Dlatego też osobiście bardzo lubię newslettery i agregatory, szczególnie te trochę bardziej niszowe. O ile każdy kojarzy pewnie Hacker Newsy (aczkolwiek osobiście polecam raczej alternatywne interfejsy do ich konsumpcji), to mało znaną perłą jest Lobste.rs, agregujący bardzo niskopoziomowe, techniczne tematy, na które trudno wpaść w innych miejscach. Bardzo ciekawe rzeczy trafiają też na /r/programming, podobnie jak na subreddity związane z konkretnymi technicznymi ekosystemami, a także rewelacyjny /r/ExperiencedDevs, który służy nie tyle do dzielenia się źródłami, co dyskusji na mało oczywiste tematy wśród ludzi posiadających spore branżowe doświadczenie. Z polskich źródeł używających “społecznej kuracji” sukcesywnie rozwija się ohmydev.pl.

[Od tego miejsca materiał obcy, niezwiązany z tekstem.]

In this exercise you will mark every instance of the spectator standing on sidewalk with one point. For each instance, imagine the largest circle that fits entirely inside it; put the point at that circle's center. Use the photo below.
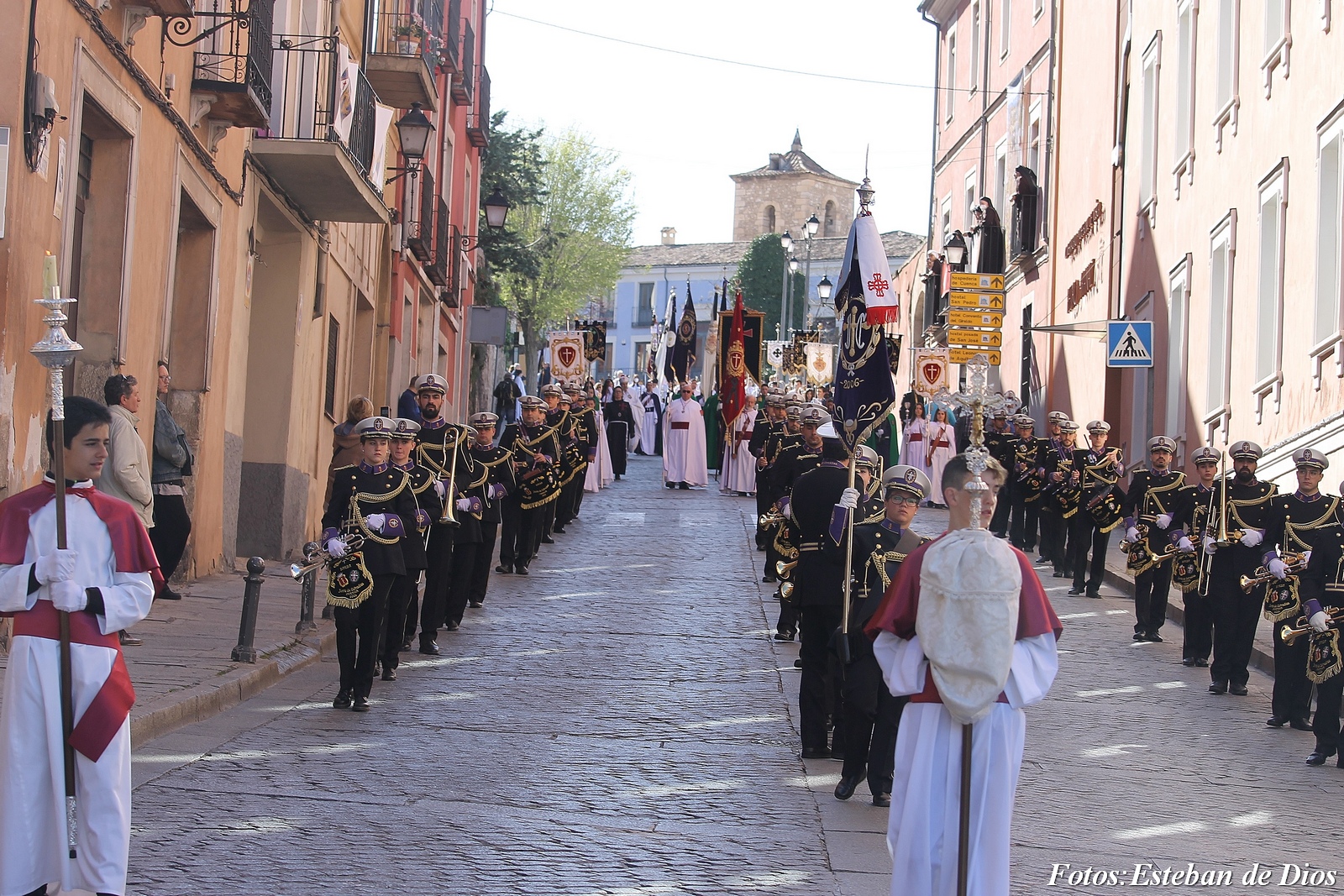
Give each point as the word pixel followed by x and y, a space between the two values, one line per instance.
pixel 172 463
pixel 127 469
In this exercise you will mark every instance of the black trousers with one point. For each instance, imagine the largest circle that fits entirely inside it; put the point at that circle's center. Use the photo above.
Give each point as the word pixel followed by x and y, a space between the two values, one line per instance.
pixel 356 637
pixel 460 589
pixel 481 562
pixel 1236 616
pixel 816 625
pixel 172 528
pixel 1152 589
pixel 394 629
pixel 871 716
pixel 519 533
pixel 437 580
pixel 1089 535
pixel 1292 687
pixel 1200 627
pixel 1023 523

Na koniec polecam oczywiście naszą aplikację Vived. Naprawdę jesteśmy z niego dumni i staramy się uczynić go najlepszym katalogiem treści IT, który pozwoli Wam odciąć się od całego spamu i rzeczywiście dostawać tylko te istotne (lub po prostu wysokiej jakości) materiały. A to wszystko dzięki temu, że każdy trafiający do niego artykuł jest presekcjonowany przez specjalistów branżowych, którzy oceniają jakość artykułów, a następnie algorytm rozdziela treści po wybranych zainteresowaniach i uczy się na bieżąco jakie treści interesują użytkownika.

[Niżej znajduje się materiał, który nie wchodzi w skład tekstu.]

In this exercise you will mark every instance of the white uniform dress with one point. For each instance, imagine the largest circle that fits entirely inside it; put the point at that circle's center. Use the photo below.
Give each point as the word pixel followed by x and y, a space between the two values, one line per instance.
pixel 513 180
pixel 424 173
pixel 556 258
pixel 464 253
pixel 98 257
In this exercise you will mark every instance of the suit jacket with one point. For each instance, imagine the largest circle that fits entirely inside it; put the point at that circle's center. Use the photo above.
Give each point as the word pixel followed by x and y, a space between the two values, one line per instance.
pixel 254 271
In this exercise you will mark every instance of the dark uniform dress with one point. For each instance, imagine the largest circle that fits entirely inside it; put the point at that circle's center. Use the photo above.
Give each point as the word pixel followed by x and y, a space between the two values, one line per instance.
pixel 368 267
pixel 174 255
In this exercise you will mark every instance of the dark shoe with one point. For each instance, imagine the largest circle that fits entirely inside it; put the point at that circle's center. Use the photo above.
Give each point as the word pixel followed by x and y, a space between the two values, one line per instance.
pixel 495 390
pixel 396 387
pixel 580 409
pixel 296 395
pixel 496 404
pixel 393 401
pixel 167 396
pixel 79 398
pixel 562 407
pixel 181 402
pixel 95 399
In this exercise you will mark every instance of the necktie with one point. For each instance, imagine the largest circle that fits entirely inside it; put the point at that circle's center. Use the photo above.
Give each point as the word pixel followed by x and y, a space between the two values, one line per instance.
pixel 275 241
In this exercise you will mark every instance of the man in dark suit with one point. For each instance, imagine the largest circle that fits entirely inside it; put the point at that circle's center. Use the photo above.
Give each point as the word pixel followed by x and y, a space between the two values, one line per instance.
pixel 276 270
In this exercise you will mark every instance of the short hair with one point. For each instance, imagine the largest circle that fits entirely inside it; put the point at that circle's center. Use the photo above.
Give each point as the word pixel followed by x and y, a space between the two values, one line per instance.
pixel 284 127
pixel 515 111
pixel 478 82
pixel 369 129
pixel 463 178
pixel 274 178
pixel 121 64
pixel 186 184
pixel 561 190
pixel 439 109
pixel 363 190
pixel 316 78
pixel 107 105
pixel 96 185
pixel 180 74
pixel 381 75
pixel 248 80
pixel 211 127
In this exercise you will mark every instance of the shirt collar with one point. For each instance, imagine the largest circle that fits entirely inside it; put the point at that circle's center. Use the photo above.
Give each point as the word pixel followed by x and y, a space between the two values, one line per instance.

Jak zostać speakerem konferencyjnym
Pogadaliśmy o konsumpcji treści, ale w odcinku opowiadaliśmy o tym, że wartościowym sposobem na “rozwój” jest występowanie na konferencjach i dzielenie się wiedzą. Rozumiemy jednak, że nie jest to zajęcie dla każdego, a nawet ci, którzy mają ochotę zacząć mogą nie bardzo wiedzieć jak. Wszystkim tym, którzy chcą napisać swój pierwszy konferencyjny “proposal” szalenie polecam artykuł Dave Cheney’a o tym, jak stworzyć proposal i na co patrzą oceniający. Mam nadzieję, że ten tekst pomoże choć jednemu przyszłemu speakerowi.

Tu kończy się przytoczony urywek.